Dickinson is a great poet of death. Death is her principal subject, and even a modest selection of her poems proves this fact. Death is related to the question of the immortality of the soul, and of religion. Such of her poems can be divided into four categories:
- those on death as possible extinction,
- those dramatizing the question of whether the soul survives death,
- those asserting a firm faith in immortality,
- those directly treating God's concern with people's lives and destinies.
Emily Dickinson as a Poet of Death
Dickinson meditates on death in many of her poems. She describes death by its external appearance in some of her poems while in some others she imagines her own death, and so has imaginative experiences while dying.
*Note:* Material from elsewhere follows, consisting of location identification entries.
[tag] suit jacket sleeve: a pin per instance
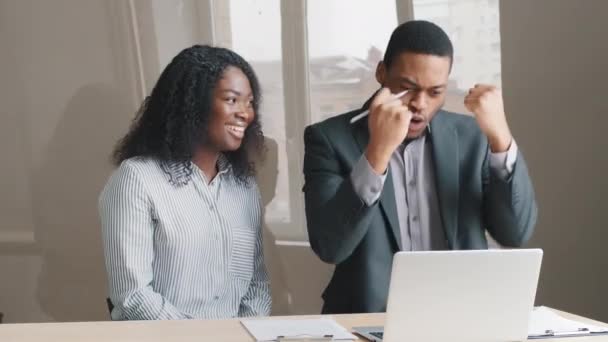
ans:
(337, 218)
(509, 205)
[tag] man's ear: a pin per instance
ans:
(381, 73)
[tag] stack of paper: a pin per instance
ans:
(273, 330)
(545, 323)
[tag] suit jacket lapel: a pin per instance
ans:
(444, 139)
(387, 198)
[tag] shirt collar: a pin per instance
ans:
(179, 173)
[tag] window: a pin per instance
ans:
(344, 52)
(316, 59)
(474, 27)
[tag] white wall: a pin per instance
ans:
(555, 67)
(65, 98)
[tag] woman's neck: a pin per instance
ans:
(206, 160)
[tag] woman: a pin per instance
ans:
(181, 215)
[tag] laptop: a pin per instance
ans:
(480, 295)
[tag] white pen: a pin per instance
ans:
(366, 112)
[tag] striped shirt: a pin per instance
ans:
(178, 247)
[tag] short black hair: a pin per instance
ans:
(418, 36)
(173, 121)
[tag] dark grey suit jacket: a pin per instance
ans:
(361, 240)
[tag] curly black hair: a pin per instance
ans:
(418, 36)
(173, 121)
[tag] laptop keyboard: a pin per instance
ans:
(377, 334)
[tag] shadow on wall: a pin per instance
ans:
(72, 283)
(266, 176)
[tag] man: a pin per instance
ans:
(411, 176)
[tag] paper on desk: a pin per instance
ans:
(269, 329)
(543, 319)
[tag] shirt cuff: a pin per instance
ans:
(366, 182)
(503, 163)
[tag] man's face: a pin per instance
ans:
(426, 78)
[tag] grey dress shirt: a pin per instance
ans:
(178, 247)
(413, 172)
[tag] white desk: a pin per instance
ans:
(188, 330)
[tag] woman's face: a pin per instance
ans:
(231, 111)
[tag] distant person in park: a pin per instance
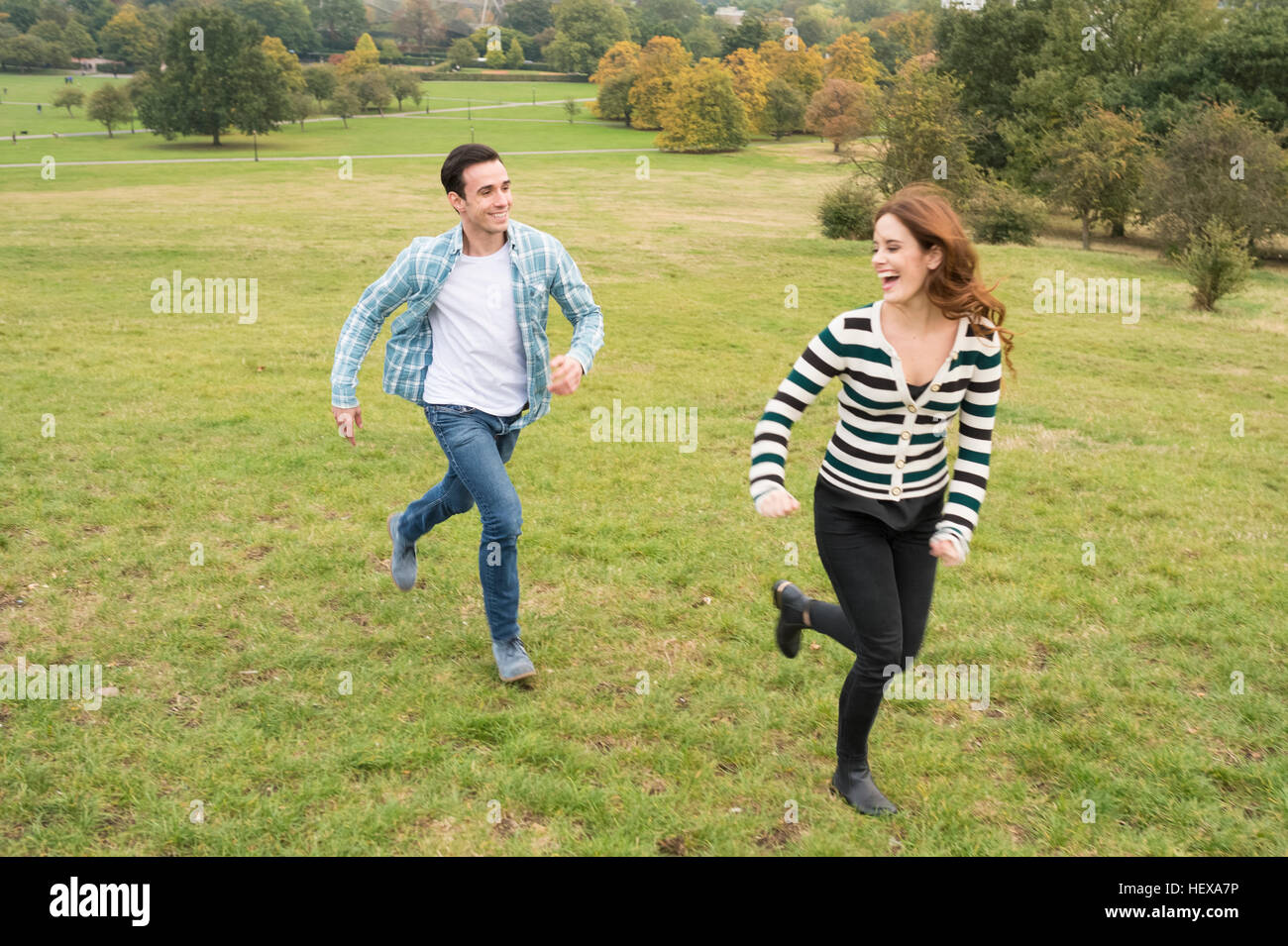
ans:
(472, 353)
(928, 349)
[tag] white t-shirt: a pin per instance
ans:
(478, 353)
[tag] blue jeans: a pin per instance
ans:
(477, 446)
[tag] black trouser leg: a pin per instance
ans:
(884, 580)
In all cases, her account of death is characterized by deep psychological insight and imaginative power. She believes that immortality of the soul can be achieved through dissolution, decay, and death of the body.
Death is the gateway to the Divine and to immortality, so death should be welcomed rather than shunned. But that is not always the case. Sometimes she regards death as the end of all earthly things, and the consequence of death is the merging of the elements of the human body with the elements of Nature.
However, Dickinson's view on death is unconventional, deeply personal, and refreshingly original. To her, death is a kind of life that is new, and life, as it is lived here, is a sort of death, she says:
A death-blow is a life-blow to someWho, till they died, did not alive become.
Death is always related to immorality. She believes that death is not dreadful. It is a medium through which one can escape the trials and tribulations of the world. She also regards death as a road to after-life. When the journey of this life ends we are brought "to that odd Fork in Beings Road. Eternity—by the term". We find the celestial city of Eternity.
Death is also looked upon as a pilot by Dickinson. "On this Wondrous Sea" shows how the pilot leads the human soul to the shore of eternity through the sea of life. The sea is conceived as a silent one, where no breakers roar and the storm is over.
The Last Night that She Lived
In some poems, Dickinson views death objectively as an event that happens to somebody else. 'She sees the physical shape of death in all its ugliness and fright and responds to it not as a philosophical
riddle, but as a physical reality. In the poem "The Last Night that She Lived", "She" died while others waited. There came upon them awful leisure -which regulated their faith.
I Died for Beauty, But was Scarce
In the poem "I Died for Beauty, But was Scarce," she imagines herself death and talks about her short life in the grave. "l Heard a Buzz Fly describes how the poet imagines that she is going to die. Just then a blue fly appears between the light and the dying poet. A tension is indicated here—a tension between her desire to live and her helplessness before death.
Conclusion
Thus we find Dickinson has explored different aspects of death. She is indeed an eminent poet of death. Almost all of her poems are directly or indirectly related to death. So, we can say Emily Dickinson as a Poet of Death.